Solar power has long been wanted as a source of energy for cars throughout the world, and NASA is now one step closer to using it to explore the universe. The Diffractive Solar Sailing Project, directed by Amber Dubill of Johns Hopkins University's Applied Physics Laboratory in Laurel, Maryland, aims to enable spacecraft such as probes and satellites to sail long distances using only sunlight. This would be the first of its kind lightsail.
The project was chosen for NASA's Innovative Advanced Concepts (NIAC) program's third and final phase, which assists in the development of promising concepts for scientific, government, and commercial application. The team will receive $2 million to continue developing its system for another two years in order to establish its usefulness ahead of a future mission. Since the program began in 2012, this is the fifth project to achieve Phase III.
Solar sails, like sailboats propelled by the wind, use the pressure of sunlight to drive themselves across space, eliminating the need for rockets and fuel. However, diffractive lightsails, such as the one developed by Dunbar's team, go beyond the traditional design of reflecting lightsails. Reflective lightsails must gather and redirect solar rays, which necessitates coating them with a metal-like sheet and orienting them in the direction of the sun at all times. Because there is a continual balance between energy collection and agility, this reliance restricts navigation. Reflective sails are also huge, thin, and unstable due to their design. The technology required to stabilize and position the sails eventually causes the spaceship to slow down.
Diffractive sails aren't like other sails. Light spreads out in diverse directions when diffracted via small holes rather than reflected across large surfaces. The team uses minuscule gratings built into the surface of the diffractive sails to take use of this quality of light by scattering light to where it's required, even if the sail is at a suboptimal angle or not directly facing the sun. As a result, the spacecraft can maneuver more quickly and efficiently. Solar sails may be smaller, consume less electricity, and run at cheaper prices thanks to this design—all without compromising power.
Dubill compares the notion to genuine sails on a boat. If you wanted to steer into the wind with a reflecting sail, you'd have to shift it back and forth to get it to travel in the right direction. You could harness the power of the wind to propel you forward while also rushing straight into it if you had something similar to a diffractive sail.
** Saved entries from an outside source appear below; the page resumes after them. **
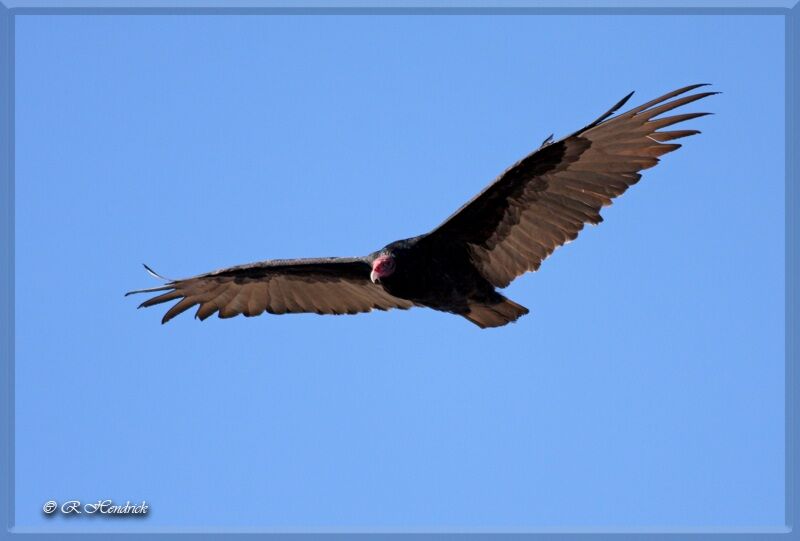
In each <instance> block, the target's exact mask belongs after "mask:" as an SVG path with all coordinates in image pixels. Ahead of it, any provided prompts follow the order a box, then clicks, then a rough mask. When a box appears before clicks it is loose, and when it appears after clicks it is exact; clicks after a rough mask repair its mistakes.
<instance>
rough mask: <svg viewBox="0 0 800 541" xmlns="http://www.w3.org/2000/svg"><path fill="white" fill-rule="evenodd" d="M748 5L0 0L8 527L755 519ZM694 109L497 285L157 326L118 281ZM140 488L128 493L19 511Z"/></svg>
mask: <svg viewBox="0 0 800 541" xmlns="http://www.w3.org/2000/svg"><path fill="white" fill-rule="evenodd" d="M783 33H784V27H783V19H782V18H780V17H752V16H726V17H722V16H694V17H684V16H657V17H656V16H616V17H611V16H608V17H596V16H595V17H590V16H583V17H578V16H411V15H408V16H400V15H392V16H68V17H67V16H37V17H32V16H20V17H17V25H16V89H15V91H16V111H15V115H16V116H15V119H16V194H15V196H16V291H15V294H16V372H15V378H16V380H15V381H16V397H15V400H16V419H15V422H16V442H15V445H16V472H15V473H16V493H15V502H16V503H15V505H16V507H15V513H16V515H15V523H16V526H17V527H18V528H20V529H33V530H40V529H41V530H64V531H96V530H100V529H104V530H137V531H139V530H141V531H148V530H162V531H163V530H190V529H203V528H205V529H214V530H224V531H229V530H234V529H238V530H253V531H256V530H257V531H277V530H281V531H285V530H302V531H306V530H326V531H327V530H345V531H352V530H371V529H380V530H390V531H414V530H416V531H419V530H426V531H428V530H439V531H442V530H447V531H450V530H458V531H477V530H508V531H530V530H537V529H567V530H569V529H587V528H589V529H591V528H605V529H615V528H620V527H624V528H628V529H637V528H639V529H659V528H671V529H715V528H720V527H725V528H729V529H736V528H756V529H759V528H777V527H780V526H781V525H782V524H784V362H783V353H784V323H783V321H784V318H783V313H784V285H783V284H784V252H783V247H784V226H783V224H784V191H783V190H784V142H783V141H784V90H783V89H784V79H783V69H784V53H783ZM695 82H711V83H714V89H715V90H721V91H723V92H724V94H722V95H720V96H716V97H714V98H710V99H708V100H705V101H704V102H702V105H699V104H698V106H697V107H694V106H692V107H693V109H692V110H700V109H703V110H711V111H713V112H715V113H716V115H715V116H711V117H707V118H702V119H697V120H694V121H692V122H691V123H690V125H689V126H687V127H692V128H698V129H701V130H702V131H703V134H702V135H700V136H696V137H693V138H690V139H688V140H686V141H685V145H684V147H683V148H682V149H681V150H679V151H678V152H675V153H673V154H670V155H668V156H666V157H665V158H664V159H663V160H662V163H661V164H660V165H659V166H658V167H656V168H655V169H651V170H648V171H647V172H646V173H645V175H644V178H643V180H642V182H641V183H640V184H638V185H637V186H635V187H634V188H633V189H631V190H630V191H629V192H628V193H627V194H625V195H624V196H623V197H622V198H621V199H619V200H618V201H617V202H616V203H615V204H614V205H613V206H612V207H610V208H608V209H606V210H605V211H604V217H605V222H604V223H603V224H602V225H601V226H599V227H596V228H590V229H588V230H586V231H584V232H583V233H582V235H581V236H580V238H579V239H578V240H577V241H576V242H574V243H572V244H570V245H569V246H567V247H565V248H563V249H560V250H558V251H557V252H556V253H555V254H554V255H553V257H551V258H550V259H548V260H547V261H546V262H545V264H544V265H543V266H542V268H541V270H540V271H539V272H538V273H535V274H529V275H526V276H524V277H522V278H520V279H518V280H517V281H515V282H514V283H513V284H512V285H511V286H510V287H509V288H507V289H506V290H505V293H506V294H507V295H508V296H509V297H510V298H512V299H514V300H516V301H517V302H519V303H521V304H523V305H525V306H527V307H529V308H530V309H531V314H530V315H528V316H526V317H524V318H522V319H521V320H520V321H519V322H518V323H517V324H515V325H510V326H507V327H504V328H500V329H495V330H486V331H481V330H479V329H478V328H476V327H474V326H472V325H470V324H469V323H468V322H466V321H465V320H463V319H462V318H458V317H454V316H450V315H447V314H442V313H436V312H433V311H430V310H421V309H415V310H411V311H408V312H402V311H393V312H388V313H375V314H368V315H360V316H352V317H344V316H342V317H320V316H316V315H292V316H281V317H275V316H262V317H259V318H252V319H245V318H241V317H239V318H236V319H232V320H218V319H216V318H214V319H211V320H208V321H206V322H203V323H200V322H198V321H196V320H194V319H192V317H191V315H184V316H182V317H179V318H177V319H175V320H174V321H172V322H170V323H169V324H168V325H166V326H162V325H160V323H159V320H160V318H161V315H162V313H163V310H156V309H150V310H139V311H137V310H136V309H135V307H136V305H137V304H138V302H137V299H131V298H123V296H122V294H123V293H124V292H125V291H127V290H130V289H134V288H139V287H148V286H152V285H156V283H157V282H156V281H155V280H153V279H152V278H151V277H149V276H148V275H147V274H146V273H145V272H144V271H143V269H142V267H141V263H142V262H146V263H149V264H150V265H152V266H153V267H154V268H155V269H156V270H158V271H159V272H161V273H163V274H165V275H167V276H171V277H184V276H188V275H193V274H198V273H201V272H205V271H208V270H212V269H215V268H219V267H224V266H229V265H233V264H239V263H246V262H250V261H255V260H260V259H267V258H273V257H281V258H288V257H303V256H327V255H359V254H364V253H368V252H370V251H372V250H375V249H377V248H379V247H381V246H383V245H384V244H386V243H388V242H390V241H392V240H395V239H398V238H405V237H409V236H412V235H416V234H419V233H422V232H425V231H427V230H429V229H431V228H432V227H433V226H435V225H437V224H438V223H439V222H440V221H441V220H443V219H444V218H445V217H446V216H447V215H449V214H450V213H451V212H452V211H454V210H455V209H456V208H458V207H459V206H460V205H461V204H462V203H463V202H464V201H466V200H467V199H468V198H469V197H471V196H472V195H473V194H474V193H475V192H477V191H478V190H480V189H481V188H482V187H483V186H484V185H485V184H486V183H488V182H489V181H490V180H491V179H492V178H493V177H494V176H495V175H496V174H498V173H499V172H501V171H502V170H503V169H505V168H506V167H507V166H508V165H510V164H511V163H513V162H514V161H515V160H516V159H518V158H520V157H522V156H524V155H525V154H527V153H528V152H529V151H531V150H532V149H534V148H535V147H536V146H538V144H539V143H540V142H541V140H542V139H544V138H545V137H546V136H547V135H548V134H550V133H551V132H555V134H556V136H557V137H558V136H561V135H565V134H567V133H569V132H571V131H573V130H575V129H577V128H579V127H580V126H582V125H584V124H586V123H587V122H589V121H591V120H593V119H594V118H595V117H596V116H598V115H599V114H600V113H602V112H603V111H605V110H606V109H607V108H608V107H609V106H610V105H611V104H613V103H614V102H616V101H617V100H618V99H619V98H620V97H622V96H623V95H625V94H627V93H628V92H629V91H630V90H636V91H637V93H636V95H635V96H634V97H633V99H632V102H631V103H633V104H638V103H641V102H642V101H645V100H649V99H651V98H653V97H656V96H658V95H660V94H662V93H664V92H667V91H669V90H672V89H674V88H677V87H679V86H683V85H685V84H690V83H695ZM100 498H112V499H114V500H116V501H122V502H124V501H125V500H142V499H145V500H147V502H148V503H149V504H150V505H151V515H150V516H149V517H148V518H146V519H144V520H139V521H136V520H124V521H110V520H102V519H95V520H89V519H87V517H81V518H80V519H74V520H66V519H64V518H63V517H53V518H49V519H48V518H46V517H44V516H43V514H42V513H41V511H40V510H41V507H42V505H43V504H44V502H46V501H47V500H50V499H54V500H56V501H59V502H60V501H64V500H68V499H80V500H83V501H92V500H97V499H100Z"/></svg>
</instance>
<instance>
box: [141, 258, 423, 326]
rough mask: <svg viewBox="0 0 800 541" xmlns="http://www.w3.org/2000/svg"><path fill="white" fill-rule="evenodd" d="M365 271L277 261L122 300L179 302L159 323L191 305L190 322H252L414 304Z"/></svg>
mask: <svg viewBox="0 0 800 541" xmlns="http://www.w3.org/2000/svg"><path fill="white" fill-rule="evenodd" d="M148 270H150V269H148ZM370 270H371V267H370V264H369V263H368V261H367V260H366V259H363V258H343V257H342V258H337V257H331V258H319V259H291V260H287V259H284V260H279V259H276V260H271V261H262V262H259V263H252V264H249V265H240V266H238V267H230V268H227V269H220V270H218V271H214V272H210V273H207V274H201V275H199V276H194V277H192V278H185V279H182V280H172V281H169V282H168V283H166V284H164V285H163V286H160V287H153V288H149V289H140V290H136V291H131V292H129V293H126V295H130V294H133V293H154V292H162V291H163V292H164V293H161V294H159V295H157V296H155V297H152V298H150V299H148V300H146V301H144V302H143V303H142V304H141V305H139V307H140V308H142V307H148V306H154V305H156V304H161V303H163V302H169V301H173V300H178V302H177V303H175V304H174V305H173V306H172V307H171V308H170V309H169V310H167V313H166V314H164V318H163V319H162V320H161V322H162V323H166V322H167V321H169V320H170V319H172V318H173V317H175V316H177V315H178V314H180V313H181V312H184V311H185V310H188V309H189V308H191V307H192V306H196V305H199V307H198V309H197V313H196V314H195V317H197V318H200V319H201V320H202V319H206V318H207V317H209V316H211V315H212V314H214V312H219V317H220V318H228V317H233V316H236V315H239V314H244V315H245V316H248V317H251V316H257V315H260V314H262V313H263V312H264V311H267V312H269V313H271V314H285V313H298V312H312V313H317V314H356V313H358V312H369V311H371V310H374V309H377V310H388V309H390V308H401V309H408V308H411V307H412V306H413V305H414V304H413V303H412V302H410V301H407V300H405V299H400V298H397V297H394V296H392V295H390V294H389V293H387V292H386V291H384V289H383V288H382V287H381V286H379V285H376V284H373V283H372V281H370V278H369V274H370ZM151 272H152V271H151Z"/></svg>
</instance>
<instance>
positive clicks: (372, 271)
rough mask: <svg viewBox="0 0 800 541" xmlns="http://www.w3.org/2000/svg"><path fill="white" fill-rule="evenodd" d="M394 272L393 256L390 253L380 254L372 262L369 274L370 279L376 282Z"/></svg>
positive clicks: (374, 282) (385, 277) (376, 283)
mask: <svg viewBox="0 0 800 541" xmlns="http://www.w3.org/2000/svg"><path fill="white" fill-rule="evenodd" d="M393 272H394V258H393V257H392V256H390V255H382V256H379V257H378V258H376V259H375V261H373V262H372V272H371V273H370V275H369V278H370V280H372V282H373V283H375V284H377V283H378V282H380V281H381V280H382V279H383V278H386V277H387V276H391V274H392V273H393Z"/></svg>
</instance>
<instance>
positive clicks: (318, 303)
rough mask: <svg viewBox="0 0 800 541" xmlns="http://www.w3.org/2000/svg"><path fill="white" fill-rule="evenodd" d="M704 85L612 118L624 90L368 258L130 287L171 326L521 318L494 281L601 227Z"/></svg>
mask: <svg viewBox="0 0 800 541" xmlns="http://www.w3.org/2000/svg"><path fill="white" fill-rule="evenodd" d="M699 86H702V85H692V86H688V87H684V88H681V89H679V90H676V91H674V92H670V93H669V94H666V95H664V96H662V97H660V98H658V99H655V100H652V101H651V102H648V103H646V104H644V105H642V106H640V107H637V108H634V109H632V110H630V111H627V112H625V113H622V114H620V115H617V116H614V117H611V115H613V113H614V112H616V111H617V110H618V109H619V108H620V107H621V106H622V105H623V104H624V103H625V102H626V101H627V100H628V98H630V94H629V95H628V96H626V97H625V98H624V99H623V100H622V101H620V102H619V103H618V104H616V105H615V106H614V107H613V108H612V109H611V110H610V111H608V112H607V113H606V114H604V115H603V116H601V117H600V118H599V119H597V120H596V121H594V122H593V123H591V124H589V125H588V126H586V127H585V128H583V129H581V130H579V131H577V132H575V133H574V134H572V135H570V136H568V137H565V138H564V139H561V140H559V141H555V142H551V138H548V139H547V140H545V142H544V143H543V144H542V146H541V147H540V148H539V149H538V150H537V151H535V152H534V153H532V154H530V155H529V156H527V157H525V158H523V159H522V160H520V161H519V162H517V163H516V164H514V165H513V166H512V167H510V168H509V169H508V170H506V171H505V172H504V173H503V174H501V175H500V176H499V177H498V178H497V179H496V180H495V181H494V182H492V183H491V184H490V185H489V186H487V187H486V189H484V190H483V191H482V192H480V193H479V194H478V195H476V196H475V197H474V198H473V199H472V200H470V201H469V202H468V203H466V204H465V205H464V206H463V207H461V208H460V209H459V210H458V211H456V212H455V213H454V214H453V215H452V216H450V217H449V218H448V219H447V220H445V222H443V223H442V224H441V225H440V226H439V227H437V228H436V229H434V230H433V231H431V232H429V233H426V234H424V235H419V236H417V237H413V238H409V239H405V240H400V241H396V242H393V243H391V244H388V245H386V246H385V247H384V248H382V249H381V250H378V251H376V252H374V253H372V254H369V255H367V256H364V257H354V258H319V259H295V260H270V261H263V262H259V263H253V264H249V265H241V266H238V267H231V268H227V269H221V270H219V271H215V272H212V273H208V274H203V275H199V276H195V277H192V278H187V279H183V280H173V281H169V282H168V283H167V284H165V285H163V286H160V287H155V288H150V289H144V290H138V291H132V292H131V293H143V292H160V294H159V295H158V296H156V297H153V298H151V299H149V300H147V301H145V302H143V303H142V304H141V305H140V306H144V307H147V306H152V305H155V304H160V303H162V302H167V301H171V300H177V301H178V302H177V303H176V304H175V305H173V306H172V307H171V308H170V309H169V310H168V311H167V313H166V314H165V315H164V318H163V320H162V322H164V323H166V322H167V321H169V320H170V319H171V318H172V317H174V316H176V315H177V314H179V313H181V312H183V311H185V310H187V309H189V308H191V307H192V306H196V305H199V307H198V310H197V313H196V317H198V318H200V319H205V318H207V317H209V316H210V315H212V314H213V313H215V312H218V314H219V317H221V318H225V317H232V316H235V315H238V314H244V315H245V316H256V315H259V314H261V313H263V312H264V311H267V312H270V313H274V314H283V313H296V312H316V313H319V314H354V313H359V312H368V311H371V310H373V309H379V310H387V309H390V308H401V309H407V308H411V307H412V306H424V307H429V308H433V309H435V310H439V311H443V312H449V313H453V314H457V315H461V316H463V317H465V318H467V319H468V320H469V321H471V322H472V323H474V324H476V325H478V326H479V327H482V328H486V327H498V326H501V325H505V324H506V323H509V322H511V321H516V320H517V318H519V317H520V316H522V315H524V314H527V313H528V309H527V308H525V307H523V306H520V305H519V304H517V303H516V302H514V301H511V300H509V299H507V298H506V297H504V296H503V295H501V294H500V293H499V292H498V291H497V288H503V287H506V286H507V285H508V284H509V283H510V282H511V281H512V280H513V279H514V278H516V277H517V276H519V275H521V274H523V273H525V272H527V271H532V270H537V269H538V268H539V265H540V264H541V262H542V261H543V260H544V259H545V258H546V257H548V256H549V255H550V254H551V253H552V252H553V250H555V249H556V248H557V247H559V246H561V245H563V244H565V243H566V242H569V241H570V240H572V239H574V238H575V237H577V235H578V232H579V231H580V230H581V229H582V228H583V226H584V224H586V223H591V224H597V223H600V222H601V221H602V218H601V217H600V209H601V208H602V207H603V206H606V205H610V204H611V200H612V199H613V198H614V197H617V196H619V195H621V194H622V193H623V192H624V191H625V190H626V189H627V188H628V187H629V186H630V185H632V184H634V183H636V182H637V181H638V180H639V178H640V177H641V175H640V173H639V171H640V170H642V169H646V168H648V167H652V166H653V165H655V164H656V163H658V156H661V155H662V154H665V153H667V152H670V151H672V150H675V149H677V148H679V147H680V145H677V144H667V143H664V141H670V140H673V139H677V138H680V137H686V136H689V135H694V134H696V133H699V132H698V131H696V130H677V131H659V129H660V128H663V127H666V126H669V125H672V124H675V123H678V122H682V121H684V120H689V119H691V118H696V117H699V116H702V115H704V114H707V113H688V114H682V115H674V116H671V117H666V118H658V119H656V118H655V117H656V116H659V115H661V114H662V113H664V112H667V111H670V110H672V109H674V108H676V107H679V106H681V105H684V104H687V103H690V102H693V101H696V100H698V99H701V98H704V97H706V96H709V95H711V94H715V92H705V93H699V94H694V95H689V96H685V97H682V98H678V99H674V100H671V101H669V100H670V99H671V98H674V97H675V96H679V95H681V94H684V93H686V92H688V91H690V90H693V89H695V88H697V87H699ZM609 117H611V118H609Z"/></svg>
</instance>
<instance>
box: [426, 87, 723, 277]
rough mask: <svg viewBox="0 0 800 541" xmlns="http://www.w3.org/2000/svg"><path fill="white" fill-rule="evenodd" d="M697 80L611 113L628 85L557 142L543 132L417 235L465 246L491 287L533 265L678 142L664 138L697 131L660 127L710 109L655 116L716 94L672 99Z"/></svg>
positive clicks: (595, 222) (545, 255) (626, 189)
mask: <svg viewBox="0 0 800 541" xmlns="http://www.w3.org/2000/svg"><path fill="white" fill-rule="evenodd" d="M700 86H704V85H692V86H687V87H684V88H680V89H678V90H675V91H673V92H670V93H668V94H665V95H664V96H661V97H660V98H657V99H655V100H652V101H650V102H648V103H645V104H644V105H641V106H639V107H636V108H634V109H631V110H629V111H627V112H625V113H622V114H619V115H617V116H613V117H612V115H613V114H614V113H615V112H616V111H617V110H618V109H619V108H620V107H622V105H624V104H625V102H626V101H627V100H628V98H630V96H631V94H632V93H631V94H628V96H626V97H625V98H623V99H622V100H621V101H620V102H619V103H617V104H616V105H615V106H614V107H612V108H611V109H610V110H609V111H608V112H607V113H605V114H604V115H602V116H601V117H600V118H598V119H597V120H596V121H594V122H592V123H591V124H589V125H588V126H586V127H585V128H583V129H581V130H579V131H577V132H575V133H574V134H572V135H570V136H569V137H566V138H564V139H561V140H559V141H556V142H554V143H549V141H550V138H548V140H547V141H545V143H543V145H542V147H541V148H540V149H539V150H537V151H536V152H534V153H532V154H530V155H529V156H527V157H525V158H523V159H522V160H520V161H519V162H517V163H516V164H514V165H513V166H512V167H510V168H509V169H508V170H507V171H505V172H504V173H503V174H502V175H500V176H499V177H498V178H497V179H496V180H495V181H494V182H493V183H491V184H490V185H489V186H487V187H486V188H485V189H484V190H483V191H482V192H481V193H479V194H478V195H477V196H475V197H474V198H473V199H472V200H470V201H469V202H468V203H467V204H465V205H464V206H463V207H461V208H460V209H459V210H458V211H456V213H455V214H453V215H452V216H450V218H448V219H447V220H446V221H445V222H444V223H443V224H442V225H440V226H439V227H438V228H436V229H434V230H433V231H432V232H430V233H428V235H426V236H425V237H424V238H423V240H422V242H432V243H445V244H447V245H450V246H452V245H454V244H456V245H461V246H464V248H465V249H466V250H467V251H468V254H469V257H470V258H471V260H472V263H473V264H474V265H475V267H476V268H477V269H478V270H479V272H480V273H481V274H482V275H483V276H484V277H485V278H486V279H487V280H489V281H490V282H491V283H492V284H494V285H495V286H496V287H505V286H507V285H508V284H509V283H510V282H511V281H512V280H513V279H514V278H515V277H517V276H519V275H520V274H523V273H524V272H526V271H530V270H536V269H538V268H539V265H541V263H542V261H543V260H544V259H545V258H546V257H547V256H549V255H550V254H551V253H552V252H553V250H555V249H556V248H557V247H559V246H561V245H562V244H565V243H566V242H569V241H570V240H572V239H574V238H575V237H577V236H578V232H579V231H580V230H581V229H583V226H584V224H586V223H591V224H597V223H600V222H601V221H602V218H601V217H600V209H601V208H602V207H604V206H606V205H610V204H611V200H612V199H613V198H614V197H617V196H619V195H621V194H622V193H623V192H625V190H627V189H628V187H629V186H631V185H632V184H635V183H636V182H637V181H638V180H639V178H640V177H641V174H640V173H639V171H641V170H642V169H647V168H648V167H653V166H654V165H655V164H657V163H658V157H659V156H661V155H662V154H666V153H667V152H671V151H673V150H675V149H677V148H679V147H680V146H681V145H679V144H674V143H664V142H665V141H671V140H673V139H678V138H681V137H686V136H689V135H694V134H697V133H700V132H698V131H697V130H674V131H660V130H661V128H666V127H667V126H671V125H673V124H677V123H679V122H683V121H684V120H689V119H692V118H696V117H699V116H703V115H705V114H708V113H684V114H678V115H673V116H667V117H660V118H656V117H658V116H659V115H661V114H662V113H666V112H667V111H671V110H673V109H675V108H677V107H680V106H681V105H685V104H688V103H691V102H693V101H696V100H699V99H701V98H704V97H706V96H710V95H712V94H717V92H701V93H697V94H692V95H688V96H685V97H681V98H677V99H672V98H675V97H676V96H680V95H681V94H684V93H686V92H689V91H691V90H694V89H696V88H698V87H700ZM609 117H611V118H609ZM548 143H549V144H548Z"/></svg>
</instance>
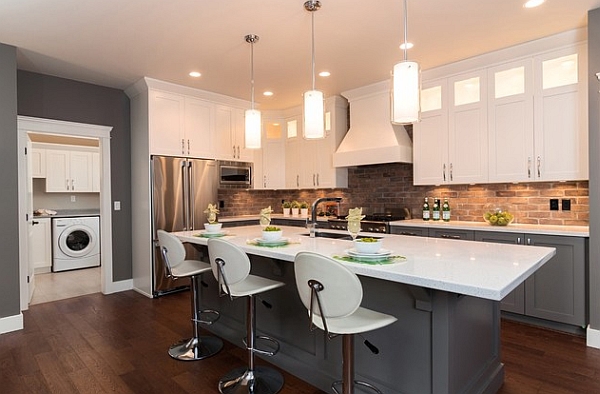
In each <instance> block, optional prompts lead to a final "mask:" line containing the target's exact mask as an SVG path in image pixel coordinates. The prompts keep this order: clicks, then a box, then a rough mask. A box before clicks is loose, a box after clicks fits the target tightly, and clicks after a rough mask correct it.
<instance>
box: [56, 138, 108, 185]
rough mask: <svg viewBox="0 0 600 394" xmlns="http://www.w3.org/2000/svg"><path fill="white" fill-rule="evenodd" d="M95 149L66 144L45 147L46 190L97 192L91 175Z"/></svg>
mask: <svg viewBox="0 0 600 394" xmlns="http://www.w3.org/2000/svg"><path fill="white" fill-rule="evenodd" d="M97 151H98V149H97V148H89V149H86V148H82V147H70V146H68V145H57V148H56V149H46V192H49V193H52V192H62V193H85V192H95V191H96V192H97V191H98V190H94V175H93V171H94V170H93V168H94V166H93V153H95V152H97Z"/></svg>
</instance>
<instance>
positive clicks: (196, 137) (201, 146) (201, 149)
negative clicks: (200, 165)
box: [184, 97, 214, 158]
mask: <svg viewBox="0 0 600 394" xmlns="http://www.w3.org/2000/svg"><path fill="white" fill-rule="evenodd" d="M213 110H214V105H213V104H211V103H209V102H208V101H204V100H199V99H195V98H190V97H186V98H185V115H184V130H185V138H184V140H185V141H184V142H185V149H184V150H185V152H186V155H188V156H190V157H195V158H211V157H212V156H211V155H212V146H213V144H214V141H213V133H212V128H213V125H212V123H213Z"/></svg>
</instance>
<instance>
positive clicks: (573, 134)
mask: <svg viewBox="0 0 600 394" xmlns="http://www.w3.org/2000/svg"><path fill="white" fill-rule="evenodd" d="M586 53H587V52H586V50H585V46H579V47H576V48H572V49H565V50H562V51H556V52H552V53H548V54H544V55H543V56H536V57H535V59H534V61H535V71H536V72H537V73H536V76H537V77H536V81H535V82H536V86H535V94H536V104H535V121H534V123H535V155H536V156H535V160H536V162H535V176H536V179H539V180H544V181H552V180H559V181H560V180H578V179H588V116H587V101H588V100H587V75H586V69H587V59H586Z"/></svg>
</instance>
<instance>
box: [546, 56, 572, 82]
mask: <svg viewBox="0 0 600 394" xmlns="http://www.w3.org/2000/svg"><path fill="white" fill-rule="evenodd" d="M577 74H578V72H577V54H576V53H574V54H572V55H567V56H561V57H557V58H555V59H549V60H545V61H543V62H542V87H543V89H551V88H556V87H559V86H566V85H573V84H576V83H577V82H579V81H578V78H577Z"/></svg>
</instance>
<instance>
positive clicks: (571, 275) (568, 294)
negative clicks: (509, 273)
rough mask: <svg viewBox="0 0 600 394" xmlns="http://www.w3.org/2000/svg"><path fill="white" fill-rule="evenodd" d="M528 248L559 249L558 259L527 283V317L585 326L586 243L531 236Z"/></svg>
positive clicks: (581, 239)
mask: <svg viewBox="0 0 600 394" xmlns="http://www.w3.org/2000/svg"><path fill="white" fill-rule="evenodd" d="M527 244H530V245H535V246H548V247H553V248H556V255H555V256H554V257H552V259H550V261H548V262H547V263H546V264H544V265H543V266H542V268H540V269H539V270H537V271H536V272H535V273H534V274H533V275H532V276H531V277H530V278H529V279H527V281H526V282H525V294H526V296H525V312H526V314H527V315H529V316H535V317H539V318H542V319H547V320H553V321H557V322H562V323H566V324H573V325H578V326H581V327H583V326H585V324H586V317H585V311H586V302H585V293H586V291H585V289H586V282H585V265H586V258H587V253H586V239H585V238H578V237H560V236H551V235H530V236H528V240H527Z"/></svg>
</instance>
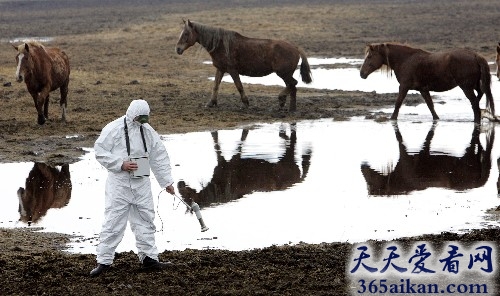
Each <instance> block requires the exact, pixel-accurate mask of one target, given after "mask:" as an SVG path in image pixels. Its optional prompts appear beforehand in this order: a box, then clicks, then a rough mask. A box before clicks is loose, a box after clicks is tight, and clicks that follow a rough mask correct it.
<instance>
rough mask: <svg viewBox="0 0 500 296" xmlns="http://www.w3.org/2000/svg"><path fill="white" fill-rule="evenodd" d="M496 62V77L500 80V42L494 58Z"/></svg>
mask: <svg viewBox="0 0 500 296" xmlns="http://www.w3.org/2000/svg"><path fill="white" fill-rule="evenodd" d="M495 61H496V64H497V78H498V79H499V80H500V42H498V45H497V58H496V59H495Z"/></svg>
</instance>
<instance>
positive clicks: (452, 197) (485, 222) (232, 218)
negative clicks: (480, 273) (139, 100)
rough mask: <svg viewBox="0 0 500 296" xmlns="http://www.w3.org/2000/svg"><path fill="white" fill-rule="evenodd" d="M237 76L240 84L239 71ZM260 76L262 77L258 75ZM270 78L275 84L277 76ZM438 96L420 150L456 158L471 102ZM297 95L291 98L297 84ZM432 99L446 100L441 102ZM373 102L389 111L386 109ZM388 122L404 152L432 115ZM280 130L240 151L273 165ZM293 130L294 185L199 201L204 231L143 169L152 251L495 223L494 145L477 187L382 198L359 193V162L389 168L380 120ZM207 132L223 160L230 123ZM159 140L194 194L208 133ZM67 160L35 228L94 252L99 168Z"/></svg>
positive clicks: (333, 241) (177, 172) (102, 174)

“[This design] is the novel part. It’s more efficient and gets around previous lightsail issues,” Dubill says, adding that the researchers concluded that the technical effort to replace reflecting lightsails with diffractive lightsails was “well worth it” and that “the benefits far outweigh the cost.”
During Phase III, the team will work with Dubill to strengthen the metallic substance of their solar-ray collector and conduct ground testing. She believes they're setting the framework for a constellation of lightweight diffractive lightsails carrying scientific instruments to orbit around the sun's poles in the future. While the Solar Orbiter of NASA and the European Solar Agency recently obtained high-resolution photographs of the sun, no direct images of the poles have ever been taken.
“There’s a lot about the sun that we don’t know. This technology can play a big role in monitoring the complexities of solar weather,” adds Dubill. “[Our team] has been working on this project for so long; it’s exciting to see it have this opportunity in the future of flight missions.”